第三話 客ではない立場
市場の青果商は、朝から機嫌が悪かった。
理由は簡単だ。忙しいのに、忙しさが報われる気配がない。野菜は動く。金も動く。だが最後に残る疲労だけが重い。そういう季節がある。
そこへ、またあの料理人が来た。
袋を持たず、目だけで品を測る男。
買うのか買わないのか分からず、買わないなら来なくていいと言いたくなる男。
青果商は、先回りするように言った。
「今日は何だ。昨日みたいに眺めて帰るのか」
レインは棚の前で立ち止まり、頷きもしない。
手を伸ばさず、距離を保ったまま、黙って見る。
その沈黙が、青果商には一番腹が立つ。
値段を聞いてくるなら、こちらも値段で戦える。
「全部ください」なら、笑って荷を積める。
「安くして」なら、ため息をつきながらも交渉はできる。
だがこの男は、買わない理由を曖昧にしない。
誤魔化さない。だから腹が立つのに、納得もしてしまう。
レインは一つの籠の前で止まり、ようやく口を開いた。
「今日は、使い切れません」
青果商は噛みつくように言う。
「使い切れないって、そんなの料理人の都合だろ。商売は都合で回ってんだよ」
「都合で回るから、失敗が捨てられる」
レインは淡々と言った。
「捨てる前提で回すなら、最初から買わない」
その言い方は、責めているようで責めていない。
ただ、線を引いているだけだ。
青果商はふと、レインの指先を見た。今日も袋がない。手が空いている。空いているのに、目だけは忙しい。

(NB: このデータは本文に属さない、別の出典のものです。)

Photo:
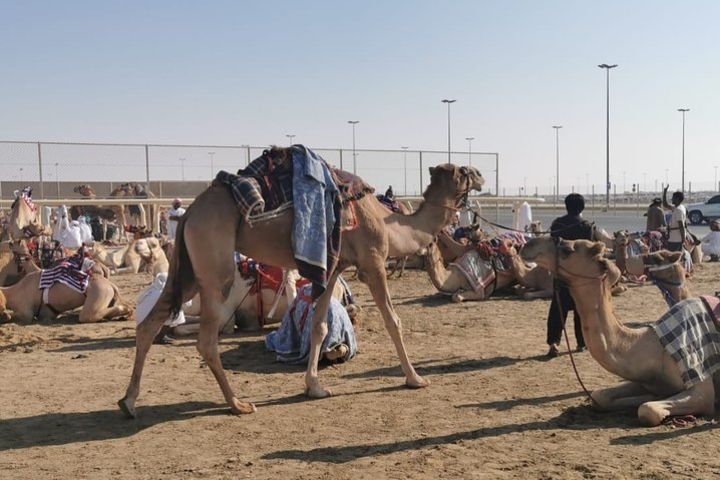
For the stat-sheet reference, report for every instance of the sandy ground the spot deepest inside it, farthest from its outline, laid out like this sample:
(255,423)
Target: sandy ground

他の料理人たちは、早口で注文し、札束みたいに材料を積んでいく。
店が回るからだ。客が多いからだ。人気があるからだ。
それは正しい。正しいが、正しさの裏で、失敗が静かに増える。
その失敗を誰が拾うのか。拾う者は、商売向きではない。
青果商は苛立ちのまま、棚の奥の荷を指した。
「じゃあ何だ。買うなら言え」
レインは視線を移し、少し間を置いた。
「今日は、これを少し」
少し――その言葉に、青果商の肩から力が抜けた。
少し買う客は面倒だ。だがこの男の場合、少しが「逃げ」ではない。
少ししか買わないからこそ、全部を見る。
全部を見るからこそ、今日買わない理由を言い切れる。
青果商は荷を渡しながら思う。
この男は、素材の失敗を背負う覚悟がある。
背負う覚悟がある者は、背負わないための買い方をする。
だから大量に買わない。だから値切らない。だから、嘘をつかない。
荷を受け取ったレインは礼も言わず、ただ去ろうとした。
青果商は咄嗟に声をかけた。
「次は……最初に声をかける」
言ってから、自分でも驚いた。
商売の世界で、最初に声をかけるのは「得意客」への扱いだ。
だがレインは得意客ではない。
客ではない立場で、ここに立っている。
レインは振り返らずに、短く返した。
「助かります」
その一言に、媚びがない。
だから青果商は、妙に気持ちが軽くなった。
売る側も、誰かに誠実であっていいのだと思えた。